Pendidikan dalam arti sempit, ialah bimbingan yang
diberikan kepada anak didik sampai ia dewasa. Sedangkan pendidikan dalam arti
luas, ialah bimbingan yang diberikan sampai mencapai tujuan hidupnya, sampai
terbentuknya kepribadian muslim. Jadi pendidikan Islam, berlangsung sejak anak
dilahirkan sampai mencapai kesempurnaannya atau sampai akhir hidupnya.
Sebenarnya kedua jenis pendidikan ini (arti sempit atau arti luas) satu adanya.[12]
Sedangkan menurut undang-undang sistem pendidikan
nasional, pendidikan adalah usaha sadar dan terencana untuk mewujudkan suasana
belajar dan proses pembelajaran agar peserta didik secara aktif mengembangkan
potensi dirinya untuk memiliki kekuatan spiritual keagamaan, pengendalian diri,
kepribadian, kecerdasan akhlak mulia, serta keterampilan yang diperlukan
dirinya, masyarakat, bangsa dan negara.[13]
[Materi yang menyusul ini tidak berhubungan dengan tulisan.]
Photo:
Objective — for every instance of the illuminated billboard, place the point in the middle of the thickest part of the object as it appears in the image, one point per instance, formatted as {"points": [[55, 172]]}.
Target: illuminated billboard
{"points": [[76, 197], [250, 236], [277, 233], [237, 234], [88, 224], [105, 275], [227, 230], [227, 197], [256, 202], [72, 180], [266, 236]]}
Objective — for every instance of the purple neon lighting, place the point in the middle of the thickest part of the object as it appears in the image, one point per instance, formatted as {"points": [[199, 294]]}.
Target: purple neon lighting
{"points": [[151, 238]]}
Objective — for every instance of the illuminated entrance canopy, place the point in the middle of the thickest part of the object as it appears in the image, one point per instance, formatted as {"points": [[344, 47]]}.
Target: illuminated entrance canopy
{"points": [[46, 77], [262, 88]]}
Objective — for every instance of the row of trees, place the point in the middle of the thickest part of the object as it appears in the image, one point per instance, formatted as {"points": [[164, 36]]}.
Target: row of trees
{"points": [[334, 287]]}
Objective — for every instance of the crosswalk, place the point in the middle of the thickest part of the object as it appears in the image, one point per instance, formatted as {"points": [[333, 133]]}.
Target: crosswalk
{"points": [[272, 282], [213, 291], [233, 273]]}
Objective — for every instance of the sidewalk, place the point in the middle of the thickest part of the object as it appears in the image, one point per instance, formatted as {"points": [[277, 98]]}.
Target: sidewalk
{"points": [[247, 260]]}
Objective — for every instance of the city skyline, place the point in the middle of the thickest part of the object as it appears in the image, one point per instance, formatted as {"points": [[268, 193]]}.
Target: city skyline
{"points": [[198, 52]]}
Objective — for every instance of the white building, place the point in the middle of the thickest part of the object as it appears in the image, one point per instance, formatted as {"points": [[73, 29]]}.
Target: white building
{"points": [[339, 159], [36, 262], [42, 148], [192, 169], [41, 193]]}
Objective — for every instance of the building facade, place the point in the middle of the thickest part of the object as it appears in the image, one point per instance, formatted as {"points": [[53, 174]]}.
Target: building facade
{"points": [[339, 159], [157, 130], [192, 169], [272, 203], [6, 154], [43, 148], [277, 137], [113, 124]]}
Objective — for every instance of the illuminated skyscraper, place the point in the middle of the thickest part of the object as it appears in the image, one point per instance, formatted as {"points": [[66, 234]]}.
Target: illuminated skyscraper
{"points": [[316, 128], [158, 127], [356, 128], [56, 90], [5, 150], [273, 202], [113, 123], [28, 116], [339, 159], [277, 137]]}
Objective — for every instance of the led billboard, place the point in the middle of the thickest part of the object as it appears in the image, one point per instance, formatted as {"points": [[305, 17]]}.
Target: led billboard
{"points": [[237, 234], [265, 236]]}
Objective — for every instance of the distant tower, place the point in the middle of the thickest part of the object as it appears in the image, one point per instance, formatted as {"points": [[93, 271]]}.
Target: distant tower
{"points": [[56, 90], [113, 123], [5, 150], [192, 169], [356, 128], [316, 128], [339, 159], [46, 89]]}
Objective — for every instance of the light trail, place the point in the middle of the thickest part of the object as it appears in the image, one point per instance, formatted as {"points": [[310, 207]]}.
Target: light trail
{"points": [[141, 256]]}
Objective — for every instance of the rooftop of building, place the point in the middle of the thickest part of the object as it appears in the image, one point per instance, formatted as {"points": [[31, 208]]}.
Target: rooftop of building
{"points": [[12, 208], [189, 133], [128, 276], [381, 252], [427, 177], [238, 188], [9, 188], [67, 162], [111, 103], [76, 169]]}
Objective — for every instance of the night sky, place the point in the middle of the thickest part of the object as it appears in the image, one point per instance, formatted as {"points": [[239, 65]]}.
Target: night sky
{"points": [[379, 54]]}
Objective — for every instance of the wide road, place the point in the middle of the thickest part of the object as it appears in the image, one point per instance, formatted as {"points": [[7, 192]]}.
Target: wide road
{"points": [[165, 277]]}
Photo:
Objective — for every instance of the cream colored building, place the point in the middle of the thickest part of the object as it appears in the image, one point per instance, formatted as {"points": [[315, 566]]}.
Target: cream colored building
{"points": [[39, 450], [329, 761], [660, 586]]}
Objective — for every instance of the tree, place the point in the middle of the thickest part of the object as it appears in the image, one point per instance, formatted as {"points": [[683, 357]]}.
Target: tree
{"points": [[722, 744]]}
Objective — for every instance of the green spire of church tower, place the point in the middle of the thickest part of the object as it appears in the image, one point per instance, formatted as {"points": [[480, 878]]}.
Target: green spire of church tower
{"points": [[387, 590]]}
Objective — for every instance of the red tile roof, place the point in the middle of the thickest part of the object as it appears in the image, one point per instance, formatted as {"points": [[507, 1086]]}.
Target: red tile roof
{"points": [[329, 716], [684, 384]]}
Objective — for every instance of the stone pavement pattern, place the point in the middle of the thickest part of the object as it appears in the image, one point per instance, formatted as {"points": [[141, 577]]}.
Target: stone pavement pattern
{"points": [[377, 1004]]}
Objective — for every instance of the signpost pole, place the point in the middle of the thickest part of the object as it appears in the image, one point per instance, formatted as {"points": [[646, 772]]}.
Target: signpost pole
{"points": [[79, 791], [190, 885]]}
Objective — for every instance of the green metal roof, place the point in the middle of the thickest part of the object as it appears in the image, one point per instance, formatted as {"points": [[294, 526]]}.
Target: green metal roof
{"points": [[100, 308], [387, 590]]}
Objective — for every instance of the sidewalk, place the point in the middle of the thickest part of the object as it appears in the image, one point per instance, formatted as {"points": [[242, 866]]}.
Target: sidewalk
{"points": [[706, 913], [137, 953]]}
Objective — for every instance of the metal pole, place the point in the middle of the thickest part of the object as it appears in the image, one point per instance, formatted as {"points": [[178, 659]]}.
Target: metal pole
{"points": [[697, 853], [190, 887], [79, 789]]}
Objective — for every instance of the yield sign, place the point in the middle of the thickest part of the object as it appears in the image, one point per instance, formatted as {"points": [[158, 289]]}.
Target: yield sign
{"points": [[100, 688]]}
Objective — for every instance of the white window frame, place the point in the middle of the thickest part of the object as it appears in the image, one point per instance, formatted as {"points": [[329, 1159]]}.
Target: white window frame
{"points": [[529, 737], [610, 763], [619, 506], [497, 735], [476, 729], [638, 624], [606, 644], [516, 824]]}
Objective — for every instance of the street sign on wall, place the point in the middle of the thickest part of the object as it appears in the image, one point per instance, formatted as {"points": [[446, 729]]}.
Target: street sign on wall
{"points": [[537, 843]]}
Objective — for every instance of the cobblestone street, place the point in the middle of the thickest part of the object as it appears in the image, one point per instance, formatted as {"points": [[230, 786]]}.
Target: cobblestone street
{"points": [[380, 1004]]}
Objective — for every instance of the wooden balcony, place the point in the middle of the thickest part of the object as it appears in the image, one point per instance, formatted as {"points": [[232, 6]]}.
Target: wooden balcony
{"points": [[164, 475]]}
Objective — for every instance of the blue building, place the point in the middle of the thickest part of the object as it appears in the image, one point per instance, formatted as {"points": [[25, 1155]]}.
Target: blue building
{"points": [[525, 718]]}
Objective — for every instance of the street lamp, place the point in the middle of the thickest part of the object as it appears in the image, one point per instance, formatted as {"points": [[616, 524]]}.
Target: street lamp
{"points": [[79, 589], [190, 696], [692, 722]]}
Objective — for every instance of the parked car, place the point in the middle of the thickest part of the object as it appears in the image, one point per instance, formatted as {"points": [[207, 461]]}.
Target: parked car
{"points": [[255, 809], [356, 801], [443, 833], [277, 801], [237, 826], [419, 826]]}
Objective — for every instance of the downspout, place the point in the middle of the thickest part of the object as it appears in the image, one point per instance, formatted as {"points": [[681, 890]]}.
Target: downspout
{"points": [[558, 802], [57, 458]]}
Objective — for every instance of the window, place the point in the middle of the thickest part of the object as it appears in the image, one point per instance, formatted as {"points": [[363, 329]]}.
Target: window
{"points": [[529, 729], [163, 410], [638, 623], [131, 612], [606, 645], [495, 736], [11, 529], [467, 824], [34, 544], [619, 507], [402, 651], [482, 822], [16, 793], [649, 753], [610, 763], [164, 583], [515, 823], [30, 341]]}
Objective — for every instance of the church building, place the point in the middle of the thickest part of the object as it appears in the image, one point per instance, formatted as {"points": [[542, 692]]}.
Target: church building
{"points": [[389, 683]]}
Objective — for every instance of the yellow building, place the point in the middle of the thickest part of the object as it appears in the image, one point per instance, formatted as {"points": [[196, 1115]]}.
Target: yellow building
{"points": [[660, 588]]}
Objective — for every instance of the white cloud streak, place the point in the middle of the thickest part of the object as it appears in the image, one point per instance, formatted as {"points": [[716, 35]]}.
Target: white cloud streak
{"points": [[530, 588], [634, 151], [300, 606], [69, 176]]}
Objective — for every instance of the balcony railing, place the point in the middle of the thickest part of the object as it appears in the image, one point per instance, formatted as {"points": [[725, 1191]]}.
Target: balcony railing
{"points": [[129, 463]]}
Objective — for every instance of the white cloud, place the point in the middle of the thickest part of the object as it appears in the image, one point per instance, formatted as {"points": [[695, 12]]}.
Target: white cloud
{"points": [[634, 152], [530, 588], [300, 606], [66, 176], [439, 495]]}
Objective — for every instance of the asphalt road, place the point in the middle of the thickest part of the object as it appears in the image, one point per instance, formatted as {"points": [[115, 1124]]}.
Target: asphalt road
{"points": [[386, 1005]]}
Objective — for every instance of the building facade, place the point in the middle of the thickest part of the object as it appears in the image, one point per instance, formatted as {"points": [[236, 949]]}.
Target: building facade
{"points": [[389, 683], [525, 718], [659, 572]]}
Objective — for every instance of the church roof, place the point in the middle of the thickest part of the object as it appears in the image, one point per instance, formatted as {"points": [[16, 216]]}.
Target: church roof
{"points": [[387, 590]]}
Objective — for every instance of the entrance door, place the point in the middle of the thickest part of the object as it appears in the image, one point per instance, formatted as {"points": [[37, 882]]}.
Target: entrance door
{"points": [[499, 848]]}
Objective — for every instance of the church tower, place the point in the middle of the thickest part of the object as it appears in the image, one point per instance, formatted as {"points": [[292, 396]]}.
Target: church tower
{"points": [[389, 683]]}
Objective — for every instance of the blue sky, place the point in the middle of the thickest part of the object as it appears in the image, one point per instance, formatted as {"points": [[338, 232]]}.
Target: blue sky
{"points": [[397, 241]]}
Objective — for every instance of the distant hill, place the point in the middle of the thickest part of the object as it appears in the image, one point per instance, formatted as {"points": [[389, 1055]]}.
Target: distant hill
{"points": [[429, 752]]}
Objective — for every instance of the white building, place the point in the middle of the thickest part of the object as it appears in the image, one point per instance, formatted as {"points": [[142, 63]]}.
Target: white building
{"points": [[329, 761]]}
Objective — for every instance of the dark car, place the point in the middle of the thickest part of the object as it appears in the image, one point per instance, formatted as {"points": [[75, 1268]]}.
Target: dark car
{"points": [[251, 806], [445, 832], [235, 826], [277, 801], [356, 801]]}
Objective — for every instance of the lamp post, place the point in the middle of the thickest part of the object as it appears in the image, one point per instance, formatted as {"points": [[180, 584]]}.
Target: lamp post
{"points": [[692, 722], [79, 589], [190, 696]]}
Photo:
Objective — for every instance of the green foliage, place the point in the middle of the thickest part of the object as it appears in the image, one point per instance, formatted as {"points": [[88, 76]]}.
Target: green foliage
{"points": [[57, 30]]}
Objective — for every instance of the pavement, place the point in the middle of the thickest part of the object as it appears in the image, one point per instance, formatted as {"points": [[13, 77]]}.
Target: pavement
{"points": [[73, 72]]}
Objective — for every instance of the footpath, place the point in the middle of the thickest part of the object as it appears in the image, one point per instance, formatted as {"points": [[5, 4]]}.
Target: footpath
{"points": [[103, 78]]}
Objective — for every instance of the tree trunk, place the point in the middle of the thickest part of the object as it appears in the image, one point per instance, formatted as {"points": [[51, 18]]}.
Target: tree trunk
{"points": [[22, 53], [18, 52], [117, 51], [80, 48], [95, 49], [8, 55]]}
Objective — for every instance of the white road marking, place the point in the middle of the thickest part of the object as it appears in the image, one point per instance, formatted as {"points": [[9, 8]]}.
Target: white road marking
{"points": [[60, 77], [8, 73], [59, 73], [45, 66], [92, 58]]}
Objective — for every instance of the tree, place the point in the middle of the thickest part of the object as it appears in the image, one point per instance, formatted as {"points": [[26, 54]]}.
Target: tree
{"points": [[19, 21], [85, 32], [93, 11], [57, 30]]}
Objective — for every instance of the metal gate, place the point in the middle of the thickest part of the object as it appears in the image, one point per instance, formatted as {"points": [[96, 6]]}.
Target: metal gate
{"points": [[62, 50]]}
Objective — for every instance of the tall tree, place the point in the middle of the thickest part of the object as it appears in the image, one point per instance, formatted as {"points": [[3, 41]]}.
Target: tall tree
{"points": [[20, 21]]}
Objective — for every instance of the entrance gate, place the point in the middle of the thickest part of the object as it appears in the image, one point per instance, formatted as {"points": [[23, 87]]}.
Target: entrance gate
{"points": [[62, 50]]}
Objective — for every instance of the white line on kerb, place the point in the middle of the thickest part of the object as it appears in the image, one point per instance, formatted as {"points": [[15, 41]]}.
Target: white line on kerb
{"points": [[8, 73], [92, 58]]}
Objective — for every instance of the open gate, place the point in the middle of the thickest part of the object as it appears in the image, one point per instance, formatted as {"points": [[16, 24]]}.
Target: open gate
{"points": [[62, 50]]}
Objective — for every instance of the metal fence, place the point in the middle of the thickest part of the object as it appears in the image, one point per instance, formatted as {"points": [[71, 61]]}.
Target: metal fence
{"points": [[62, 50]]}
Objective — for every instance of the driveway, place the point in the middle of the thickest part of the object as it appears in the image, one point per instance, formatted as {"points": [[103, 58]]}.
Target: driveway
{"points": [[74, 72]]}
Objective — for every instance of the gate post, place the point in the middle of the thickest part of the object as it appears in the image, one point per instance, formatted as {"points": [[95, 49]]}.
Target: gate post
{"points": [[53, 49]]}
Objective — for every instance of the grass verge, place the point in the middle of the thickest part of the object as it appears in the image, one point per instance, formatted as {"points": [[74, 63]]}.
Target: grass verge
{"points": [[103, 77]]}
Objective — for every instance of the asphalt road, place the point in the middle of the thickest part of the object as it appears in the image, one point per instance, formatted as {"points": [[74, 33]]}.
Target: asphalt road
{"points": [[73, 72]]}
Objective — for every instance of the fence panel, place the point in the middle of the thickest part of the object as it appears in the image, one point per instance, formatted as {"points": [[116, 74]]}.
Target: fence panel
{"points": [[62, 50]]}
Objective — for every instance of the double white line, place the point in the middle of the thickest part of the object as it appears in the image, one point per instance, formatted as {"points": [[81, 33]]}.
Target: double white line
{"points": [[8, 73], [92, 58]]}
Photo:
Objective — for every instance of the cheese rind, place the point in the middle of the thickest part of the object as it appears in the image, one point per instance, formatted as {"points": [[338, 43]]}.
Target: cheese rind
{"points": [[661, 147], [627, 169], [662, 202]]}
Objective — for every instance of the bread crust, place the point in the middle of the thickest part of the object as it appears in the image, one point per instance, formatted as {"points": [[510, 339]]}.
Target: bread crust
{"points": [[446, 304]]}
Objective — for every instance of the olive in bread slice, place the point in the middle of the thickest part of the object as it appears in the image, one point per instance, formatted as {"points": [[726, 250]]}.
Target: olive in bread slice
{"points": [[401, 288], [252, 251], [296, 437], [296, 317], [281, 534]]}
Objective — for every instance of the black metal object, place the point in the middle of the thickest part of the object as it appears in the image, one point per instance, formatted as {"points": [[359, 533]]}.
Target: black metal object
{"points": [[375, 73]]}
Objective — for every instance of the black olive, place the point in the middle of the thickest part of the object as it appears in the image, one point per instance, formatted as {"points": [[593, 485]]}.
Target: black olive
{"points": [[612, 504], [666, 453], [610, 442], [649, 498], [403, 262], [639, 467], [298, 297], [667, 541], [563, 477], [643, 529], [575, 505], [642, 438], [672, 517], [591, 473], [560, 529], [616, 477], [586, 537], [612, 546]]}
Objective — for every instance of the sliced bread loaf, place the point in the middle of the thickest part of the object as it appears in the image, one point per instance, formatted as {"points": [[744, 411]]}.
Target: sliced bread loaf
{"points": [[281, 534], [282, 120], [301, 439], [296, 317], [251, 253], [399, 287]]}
Adapun menurut Ahmad D. Marimba adalah “bimbingan
atau pimpinan secara sadar oleh si pendidik terhadap perkembangan jasmani dan
rohani si terdidik menuju terbentuknya kepribadian yang utama”.[14] Menurut
Achmadi mendefinisikan pendidikan Islam adalah “segala usaha untuk memelihara
dan mengembangkan fitrah manusia serta sumber daya insan yang berada pada
subjek didik menuju terbentuknya manusia seutuhnya (insan kamil) sesuai
dengan norma Islam atau dengan istilah lain yaitu terbentuknya kepribadian
muslim”.[15]
Azyumardi Azra
berpendapat, bahwa yang dimaksud dengan pendidikan adalah suatu proses dimana
suatu bangsa mempersiapkan generasi muda untuk menjalankan kehidupan dan untuk
memenuhi tujuan hidup secara efektif dan efisien.[16]
Menurut Prof. Dr. Hj. Zakiah Daradjat, hakikat pendidikan mencakup kehidupan
manusia seutuhnya. Pendidikan Islam yang sesungguhnya tidak hanya memperhatikan
satu segi saja, seperti segi akidah, ibadah atau akhlaknya saja, melainkan
mencakup seluruhnya, bahkan lebih luas dari pada itu semua. Dengan kata lain
pendidikan Islam memiliki perhatian yang lebih luas dari ketiga aspek tersebut.
Hal ini menjadi titik tekan bagi Prof. Dr. Hj. Zakiah Daradjat, karena baik
pendidikan Nasional maupun pendidikan Islam pada umumnya hanya memfokuskan pada
salah satu aspek saja[17].
Dalam hidup ini manusia tidak bisa
terlepas dari pendidikan, baik pendidikan umum maupun pendidikan Agama, karena
pendidikan itu sangat dibutuhkan dan menjadi perhatian orang dimana saja. Dalam
pengertian yang luas pendidikan dapat diartikan "sebagai sebuah proses
dengan metode-metode tertentu sehingga orang memperoleh pengetahuan, pemahaman,
dan cara bertingkah laku yang sesuai dengan kebutuhan."[18]
Pendidikan dapat membawa pembaharuan
kondisi hidup manusia lebih baik dari pada sebelumnya. Dengan demikian kita
bisa mengangkat nama baik keluarga dan masyarakat. Dalam hal ini sudah menjadi
tugas dan kewajiban masyarakat, bangsa dan Negara untuk melihat kelangsungan
pendidikan itu sendiri demi terwujudnya bangsa yang terhormat.[19]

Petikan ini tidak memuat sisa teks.